Human Flower Project

Lavender Neo-Farming

Lavender farms are blooming in proximity to cool cities: agrarianism in keeping with urban sensibilities.


Cassie Doumas of Shelbyville, Kentucky, picks fresh lavender at the Los Ranchos de Albuquerque Lavender Festival, July 11.

Photo: Carolyn Courtney

Another lavender harvest has come and gone in Los Ranchos de Albuquerque. Photographer Carolyn Courtney, our dear friend, was there this year, in fragrant preparation for a workshop with Keith Carter in Santa Fe.

Carolyn and niece Cassie Doumas stayed at Los Poblanos Inn, a B&B that co-hosts the event. “Much of the food comes from the farm,” Carolyn writes—“small cottages to stay in - very private and beautiful. Peacocks roam the grounds and they sleep up in the trees.” Along with its vegetable garden and lavender fields, Los Poblanos maintains a beautiful lotus pond that captivated Carolyn, too.


imageLotus pond in bloom at Los Poblanos Inn, Los Ranchos de Albuquerque, NM, July 2009

Photo: Carolyn Courtney

The village, for many years an agricultural region, is now really a suburb of the New Mexico capital that shares its name; as Albuquerque proper sprawled north, the old farms and ranches began giving way to development, a familiar story.

Here’s a revealing passage from the Los Poblanos site.

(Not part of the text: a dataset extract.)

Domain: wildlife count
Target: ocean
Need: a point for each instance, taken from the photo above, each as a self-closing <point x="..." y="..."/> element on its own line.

“Several years ago, when the Village of Los Ranchos did a survey of the residents, residents responded that they would like to keep their fields in production, but they were no longer able to do the work themselves. In order to revive and re-define agriculture in the village, the Agriculture Committee of the Village contacted other towns that have had success with lavender as a specialty crop. In the early spring of 2001, efforts were initiated in developing the crop in the valley by installing three test areas….” This was town’s sixth lavender festival.

We find it interesting that much the same “redefinition of agriculture” has occurred west of Austin, Texas, where we live, with much the same result. Around Blanco, formerly cattle and sheep country, there are now lavender farms – and likewise a lavender festival, though the Central Texas harvest and celebration take place in June.

Like Los Ranchos de Albuquerque, Sequim, Washington, (between Seattle and Victoria, B.C.) and Ray, Michigan, (40 miles outside Detroit) hold July lavender festivals, too.


In this region of former wheat, chili and corn fields north of Albuquerque, Russian sage grows today—as well as lavender, a new specialty crop and a tourist attraction.

Photo: Carolyn Courtney

We Americans notoriously want the best of both—no, of all possible worlds. More and more of us want to live in some proximity to big, cool cities and their amenities, yet have our old growth trees and fields, too. Lavender farming, in the U.S. anyway, seems to supply an appealing agrarian-ish lifestyle for exurbanites “no longer able to do the work” of full fledged agriculture “themselves.” It’s a “specialty crop” with a French accent, a way to farm disassociated from “redneck” plants like soybeans, wheat, or (perish the thought) corn. Lavender is a crop of a different color.

Posted by .(JavaScript must be enabled to view this email address) on 07/30 at 09:58 PM


Perhaps the next phase of New York’s High Line can be planted with lavender….It would be wonderful to have a lavender farm *in* the city.